Jessica Mousseau is a copywriter & copy editor from the United States. Her work can be viewed at: www.jessicamousseau.com.
Published June 18th 2011
At one time, the borough of Queens was largely farmland. As New York City grew, though, more and more agricultural land was taken over to make room for residences and businesses.
Today, many children really have no idea of what it was like to live in an agrarian society, particularly in and around New York City. The Queens County Farm Museum offers a fun and educational way for them to get a glimpse into the past.
The Queens County Farm Museum is a working farm, and has been continuously farmed longer than any other farm site in New York. Part of the farm is set aside as a historic farm, so visitors can see exactly how it was back in the days when almost everyone in Queens lived and/or worked on a farm.
At the Queens County Farm Museum, you'll see farm buildings that have been restored and are being preserved. You'll also see farm implements that were used in the "good old days." You'll also see fields where crops are being grown. Remember this is a working farm, so be careful not to break or otherwise harm growing plants.
Animals such as sheep, goats, chickens, cows, and pigs. Some of these are standard breeds; that is, the kind of animals you might see anywhere. Others, though, are known as heritage breeds. These types of animals are those that would have been necessary for the early settlers to have in order to survive. These animals are still very close to the original breeds, and can survive well in more natural environments, such as that found on Queens County Farm Museum.

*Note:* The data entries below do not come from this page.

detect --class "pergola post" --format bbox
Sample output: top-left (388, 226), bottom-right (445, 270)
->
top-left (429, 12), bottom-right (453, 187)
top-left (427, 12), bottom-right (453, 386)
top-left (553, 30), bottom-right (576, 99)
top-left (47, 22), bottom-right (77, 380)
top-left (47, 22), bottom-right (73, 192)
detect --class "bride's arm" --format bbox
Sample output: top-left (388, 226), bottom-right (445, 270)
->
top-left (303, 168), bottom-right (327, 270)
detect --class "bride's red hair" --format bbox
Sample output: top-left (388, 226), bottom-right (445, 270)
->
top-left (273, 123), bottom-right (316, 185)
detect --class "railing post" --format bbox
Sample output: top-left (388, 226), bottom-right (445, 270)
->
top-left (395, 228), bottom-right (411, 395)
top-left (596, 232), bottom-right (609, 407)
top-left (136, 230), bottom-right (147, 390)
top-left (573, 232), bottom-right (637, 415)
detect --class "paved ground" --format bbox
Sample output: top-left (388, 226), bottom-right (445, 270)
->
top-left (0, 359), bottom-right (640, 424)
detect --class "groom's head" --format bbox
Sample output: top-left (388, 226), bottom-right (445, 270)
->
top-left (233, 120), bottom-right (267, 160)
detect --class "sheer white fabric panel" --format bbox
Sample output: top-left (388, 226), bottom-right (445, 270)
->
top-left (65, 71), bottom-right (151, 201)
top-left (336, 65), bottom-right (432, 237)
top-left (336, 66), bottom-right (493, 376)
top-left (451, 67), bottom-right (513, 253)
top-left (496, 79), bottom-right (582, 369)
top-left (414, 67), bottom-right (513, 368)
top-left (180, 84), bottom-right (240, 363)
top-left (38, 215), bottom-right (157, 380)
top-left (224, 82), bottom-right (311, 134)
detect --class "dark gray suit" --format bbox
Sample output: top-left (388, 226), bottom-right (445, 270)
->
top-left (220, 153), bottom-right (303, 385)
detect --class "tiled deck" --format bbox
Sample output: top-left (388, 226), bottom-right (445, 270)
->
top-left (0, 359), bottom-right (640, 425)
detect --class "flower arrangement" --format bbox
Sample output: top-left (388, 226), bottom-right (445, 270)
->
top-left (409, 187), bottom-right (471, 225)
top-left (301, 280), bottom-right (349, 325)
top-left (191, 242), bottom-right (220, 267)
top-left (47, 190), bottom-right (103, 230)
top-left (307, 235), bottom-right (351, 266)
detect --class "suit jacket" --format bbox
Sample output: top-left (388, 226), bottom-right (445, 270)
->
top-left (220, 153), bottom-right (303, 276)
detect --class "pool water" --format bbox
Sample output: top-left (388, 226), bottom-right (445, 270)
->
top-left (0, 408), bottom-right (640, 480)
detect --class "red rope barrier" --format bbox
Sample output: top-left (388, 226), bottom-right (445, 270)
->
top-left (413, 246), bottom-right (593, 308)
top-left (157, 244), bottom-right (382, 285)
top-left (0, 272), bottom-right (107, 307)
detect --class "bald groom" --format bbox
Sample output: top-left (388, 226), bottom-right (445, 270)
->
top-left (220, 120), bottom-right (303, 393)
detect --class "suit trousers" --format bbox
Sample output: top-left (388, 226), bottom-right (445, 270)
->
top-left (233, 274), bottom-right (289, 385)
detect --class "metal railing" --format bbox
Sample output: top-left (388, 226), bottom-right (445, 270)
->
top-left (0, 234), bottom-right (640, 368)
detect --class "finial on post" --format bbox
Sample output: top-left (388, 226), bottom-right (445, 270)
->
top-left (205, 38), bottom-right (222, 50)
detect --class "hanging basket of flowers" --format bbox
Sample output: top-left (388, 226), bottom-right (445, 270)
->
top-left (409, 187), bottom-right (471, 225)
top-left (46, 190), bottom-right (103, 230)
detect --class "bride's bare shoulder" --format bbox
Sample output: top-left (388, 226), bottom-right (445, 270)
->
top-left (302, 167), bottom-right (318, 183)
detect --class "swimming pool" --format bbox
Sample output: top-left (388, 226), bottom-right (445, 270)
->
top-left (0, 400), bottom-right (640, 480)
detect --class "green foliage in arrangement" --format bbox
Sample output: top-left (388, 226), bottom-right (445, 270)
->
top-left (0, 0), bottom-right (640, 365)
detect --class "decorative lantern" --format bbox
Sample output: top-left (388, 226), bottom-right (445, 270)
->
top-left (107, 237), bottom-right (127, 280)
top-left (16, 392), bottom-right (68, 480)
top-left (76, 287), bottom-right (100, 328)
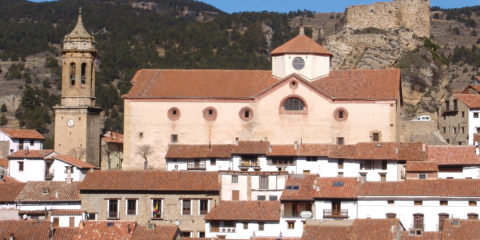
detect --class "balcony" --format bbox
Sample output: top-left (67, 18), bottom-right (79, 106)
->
top-left (187, 162), bottom-right (207, 170)
top-left (323, 209), bottom-right (348, 219)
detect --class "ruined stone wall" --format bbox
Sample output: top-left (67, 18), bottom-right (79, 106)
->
top-left (343, 0), bottom-right (430, 37)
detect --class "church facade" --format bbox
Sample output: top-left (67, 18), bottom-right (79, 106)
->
top-left (123, 33), bottom-right (400, 169)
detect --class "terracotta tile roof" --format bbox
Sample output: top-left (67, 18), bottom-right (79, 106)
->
top-left (313, 69), bottom-right (400, 100)
top-left (427, 145), bottom-right (480, 165)
top-left (52, 227), bottom-right (79, 240)
top-left (133, 224), bottom-right (179, 240)
top-left (400, 231), bottom-right (442, 240)
top-left (0, 220), bottom-right (50, 240)
top-left (51, 209), bottom-right (83, 216)
top-left (165, 144), bottom-right (233, 159)
top-left (123, 69), bottom-right (278, 99)
top-left (405, 161), bottom-right (438, 172)
top-left (441, 219), bottom-right (480, 240)
top-left (232, 141), bottom-right (270, 155)
top-left (0, 158), bottom-right (8, 168)
top-left (453, 94), bottom-right (480, 108)
top-left (0, 128), bottom-right (45, 140)
top-left (102, 131), bottom-right (123, 144)
top-left (302, 219), bottom-right (403, 240)
top-left (0, 183), bottom-right (25, 202)
top-left (80, 170), bottom-right (220, 191)
top-left (74, 221), bottom-right (136, 240)
top-left (358, 179), bottom-right (480, 198)
top-left (270, 34), bottom-right (332, 56)
top-left (267, 144), bottom-right (331, 157)
top-left (314, 178), bottom-right (360, 199)
top-left (52, 155), bottom-right (97, 169)
top-left (8, 149), bottom-right (54, 159)
top-left (16, 181), bottom-right (80, 202)
top-left (205, 201), bottom-right (280, 222)
top-left (280, 174), bottom-right (318, 201)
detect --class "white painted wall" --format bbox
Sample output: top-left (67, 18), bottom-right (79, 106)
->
top-left (205, 221), bottom-right (283, 239)
top-left (272, 54), bottom-right (330, 80)
top-left (358, 197), bottom-right (480, 231)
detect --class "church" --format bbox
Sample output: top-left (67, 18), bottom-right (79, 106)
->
top-left (123, 29), bottom-right (401, 169)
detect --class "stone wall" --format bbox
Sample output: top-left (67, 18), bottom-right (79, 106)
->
top-left (343, 0), bottom-right (430, 37)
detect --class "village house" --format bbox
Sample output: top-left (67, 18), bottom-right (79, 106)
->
top-left (0, 128), bottom-right (45, 158)
top-left (80, 170), bottom-right (220, 237)
top-left (123, 33), bottom-right (401, 171)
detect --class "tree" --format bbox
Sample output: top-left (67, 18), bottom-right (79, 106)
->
top-left (137, 144), bottom-right (153, 170)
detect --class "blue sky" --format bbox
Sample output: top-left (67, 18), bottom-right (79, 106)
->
top-left (29, 0), bottom-right (480, 13)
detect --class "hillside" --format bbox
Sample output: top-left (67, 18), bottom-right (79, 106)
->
top-left (0, 0), bottom-right (480, 142)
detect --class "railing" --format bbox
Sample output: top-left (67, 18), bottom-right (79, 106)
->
top-left (323, 209), bottom-right (348, 218)
top-left (187, 162), bottom-right (206, 169)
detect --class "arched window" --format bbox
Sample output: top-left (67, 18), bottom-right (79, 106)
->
top-left (283, 97), bottom-right (305, 111)
top-left (70, 63), bottom-right (76, 86)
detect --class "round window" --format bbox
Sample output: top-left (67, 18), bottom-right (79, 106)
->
top-left (168, 107), bottom-right (180, 120)
top-left (292, 57), bottom-right (305, 70)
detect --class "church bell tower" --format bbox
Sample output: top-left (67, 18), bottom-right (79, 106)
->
top-left (54, 9), bottom-right (103, 166)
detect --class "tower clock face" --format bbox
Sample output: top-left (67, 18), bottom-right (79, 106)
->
top-left (292, 57), bottom-right (305, 70)
top-left (67, 119), bottom-right (75, 127)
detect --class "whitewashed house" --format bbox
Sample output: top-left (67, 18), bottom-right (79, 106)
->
top-left (357, 179), bottom-right (480, 232)
top-left (0, 128), bottom-right (45, 158)
top-left (205, 201), bottom-right (283, 239)
top-left (219, 171), bottom-right (288, 201)
top-left (8, 150), bottom-right (56, 182)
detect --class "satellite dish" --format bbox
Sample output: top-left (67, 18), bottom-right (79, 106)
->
top-left (300, 211), bottom-right (312, 218)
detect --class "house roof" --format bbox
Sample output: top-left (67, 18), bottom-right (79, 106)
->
top-left (102, 131), bottom-right (123, 144)
top-left (0, 183), bottom-right (25, 202)
top-left (358, 179), bottom-right (480, 198)
top-left (80, 170), bottom-right (220, 192)
top-left (0, 128), bottom-right (45, 140)
top-left (205, 201), bottom-right (280, 222)
top-left (165, 144), bottom-right (233, 159)
top-left (123, 69), bottom-right (400, 101)
top-left (441, 219), bottom-right (480, 240)
top-left (427, 145), bottom-right (480, 165)
top-left (74, 221), bottom-right (136, 240)
top-left (405, 161), bottom-right (438, 172)
top-left (16, 181), bottom-right (80, 202)
top-left (52, 155), bottom-right (97, 169)
top-left (7, 149), bottom-right (54, 159)
top-left (280, 174), bottom-right (318, 201)
top-left (302, 219), bottom-right (403, 240)
top-left (0, 220), bottom-right (50, 240)
top-left (52, 227), bottom-right (79, 240)
top-left (314, 178), bottom-right (360, 199)
top-left (270, 34), bottom-right (332, 56)
top-left (453, 94), bottom-right (480, 108)
top-left (133, 224), bottom-right (179, 240)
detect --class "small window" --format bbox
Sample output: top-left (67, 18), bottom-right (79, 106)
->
top-left (287, 221), bottom-right (295, 229)
top-left (200, 199), bottom-right (208, 215)
top-left (170, 134), bottom-right (178, 143)
top-left (127, 199), bottom-right (137, 215)
top-left (283, 97), bottom-right (305, 111)
top-left (182, 199), bottom-right (192, 215)
top-left (152, 199), bottom-right (162, 219)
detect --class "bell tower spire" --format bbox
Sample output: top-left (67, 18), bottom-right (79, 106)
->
top-left (54, 8), bottom-right (103, 166)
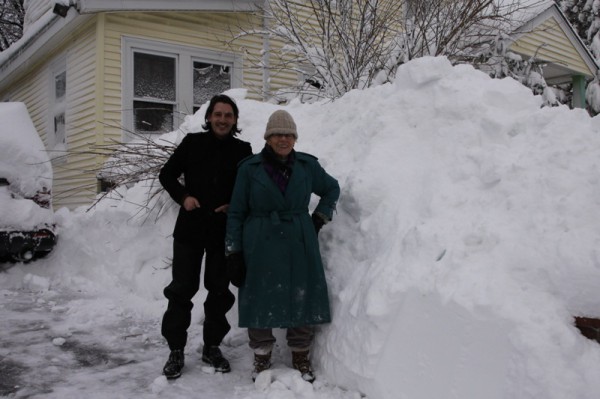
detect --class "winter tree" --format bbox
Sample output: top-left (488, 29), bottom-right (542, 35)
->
top-left (0, 0), bottom-right (25, 51)
top-left (238, 0), bottom-right (556, 99)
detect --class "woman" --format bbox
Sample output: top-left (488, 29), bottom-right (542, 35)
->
top-left (225, 110), bottom-right (340, 382)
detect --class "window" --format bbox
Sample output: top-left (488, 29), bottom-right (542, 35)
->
top-left (47, 58), bottom-right (67, 158)
top-left (133, 52), bottom-right (177, 134)
top-left (123, 37), bottom-right (241, 140)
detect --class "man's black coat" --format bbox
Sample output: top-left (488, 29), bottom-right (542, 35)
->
top-left (158, 132), bottom-right (252, 243)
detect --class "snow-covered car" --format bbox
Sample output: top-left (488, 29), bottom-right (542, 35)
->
top-left (0, 102), bottom-right (57, 262)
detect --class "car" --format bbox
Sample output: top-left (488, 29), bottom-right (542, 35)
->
top-left (0, 102), bottom-right (58, 262)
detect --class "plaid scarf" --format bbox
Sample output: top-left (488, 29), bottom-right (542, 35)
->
top-left (261, 144), bottom-right (296, 194)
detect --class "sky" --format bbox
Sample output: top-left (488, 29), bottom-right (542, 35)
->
top-left (0, 57), bottom-right (600, 399)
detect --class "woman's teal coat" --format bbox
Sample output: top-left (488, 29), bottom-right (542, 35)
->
top-left (225, 152), bottom-right (340, 328)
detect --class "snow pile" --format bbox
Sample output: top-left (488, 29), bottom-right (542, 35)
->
top-left (2, 58), bottom-right (600, 399)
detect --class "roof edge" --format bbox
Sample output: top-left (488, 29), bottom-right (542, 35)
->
top-left (512, 3), bottom-right (600, 71)
top-left (77, 0), bottom-right (258, 14)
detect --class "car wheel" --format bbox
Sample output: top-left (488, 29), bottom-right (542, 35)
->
top-left (12, 250), bottom-right (33, 263)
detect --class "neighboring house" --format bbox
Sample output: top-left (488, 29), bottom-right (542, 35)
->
top-left (0, 0), bottom-right (598, 208)
top-left (509, 2), bottom-right (598, 108)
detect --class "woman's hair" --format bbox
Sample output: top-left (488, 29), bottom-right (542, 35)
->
top-left (202, 94), bottom-right (242, 136)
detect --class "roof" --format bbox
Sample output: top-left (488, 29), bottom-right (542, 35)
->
top-left (510, 2), bottom-right (599, 83)
top-left (77, 0), bottom-right (257, 14)
top-left (0, 0), bottom-right (256, 89)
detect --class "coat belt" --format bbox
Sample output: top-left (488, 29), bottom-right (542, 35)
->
top-left (250, 209), bottom-right (308, 225)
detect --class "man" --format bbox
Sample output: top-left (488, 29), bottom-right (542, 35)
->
top-left (159, 95), bottom-right (252, 379)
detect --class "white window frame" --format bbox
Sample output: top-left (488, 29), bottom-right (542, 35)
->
top-left (46, 55), bottom-right (69, 162)
top-left (121, 36), bottom-right (242, 141)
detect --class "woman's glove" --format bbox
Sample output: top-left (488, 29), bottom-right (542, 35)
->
top-left (225, 252), bottom-right (246, 288)
top-left (311, 213), bottom-right (326, 234)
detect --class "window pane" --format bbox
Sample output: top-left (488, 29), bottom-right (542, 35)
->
top-left (194, 62), bottom-right (231, 106)
top-left (54, 71), bottom-right (67, 101)
top-left (133, 53), bottom-right (176, 101)
top-left (133, 101), bottom-right (173, 134)
top-left (54, 113), bottom-right (65, 144)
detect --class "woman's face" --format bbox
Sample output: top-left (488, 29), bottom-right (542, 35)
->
top-left (267, 133), bottom-right (296, 158)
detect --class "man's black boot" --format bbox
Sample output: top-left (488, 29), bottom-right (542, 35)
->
top-left (163, 349), bottom-right (184, 380)
top-left (202, 346), bottom-right (231, 373)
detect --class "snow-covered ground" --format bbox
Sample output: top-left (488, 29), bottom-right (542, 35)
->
top-left (0, 58), bottom-right (600, 399)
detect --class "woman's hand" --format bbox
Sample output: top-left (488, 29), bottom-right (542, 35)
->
top-left (183, 195), bottom-right (200, 211)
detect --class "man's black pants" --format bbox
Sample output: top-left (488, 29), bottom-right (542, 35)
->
top-left (162, 240), bottom-right (235, 350)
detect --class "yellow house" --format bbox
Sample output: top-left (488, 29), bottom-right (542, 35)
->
top-left (0, 0), bottom-right (598, 208)
top-left (0, 0), bottom-right (276, 208)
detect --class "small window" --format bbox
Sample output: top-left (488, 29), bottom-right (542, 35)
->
top-left (122, 36), bottom-right (242, 141)
top-left (47, 58), bottom-right (67, 160)
top-left (133, 52), bottom-right (177, 134)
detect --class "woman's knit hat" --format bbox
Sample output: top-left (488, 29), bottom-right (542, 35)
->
top-left (265, 109), bottom-right (298, 140)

What kinds of animals? Are they friendly? Can I feed them?
Cotswold sheep, known for their special type of wool, pigs that would rather hunt their food in the woods than have it fed to them in a pen, and Rhode Island laying hens that are grass-fed only, which means they lay some of the best eggs around. The farm also has a couple of dairy cows.
Of all our animals, the goats are the friendliest. They aren't heritage stock, but they are still very healthy and fun to be around. And, yes, you can feed the goats, with food you purchase in the gift shop. Don't try to feed the other animals, though. Remember, they know what they like and need to eat, and we take care of their other dietary needs.
One word of caution: there are bees kept on the farm. If you or someone in your group has an allergy, please take note of their location and give it a wide berth.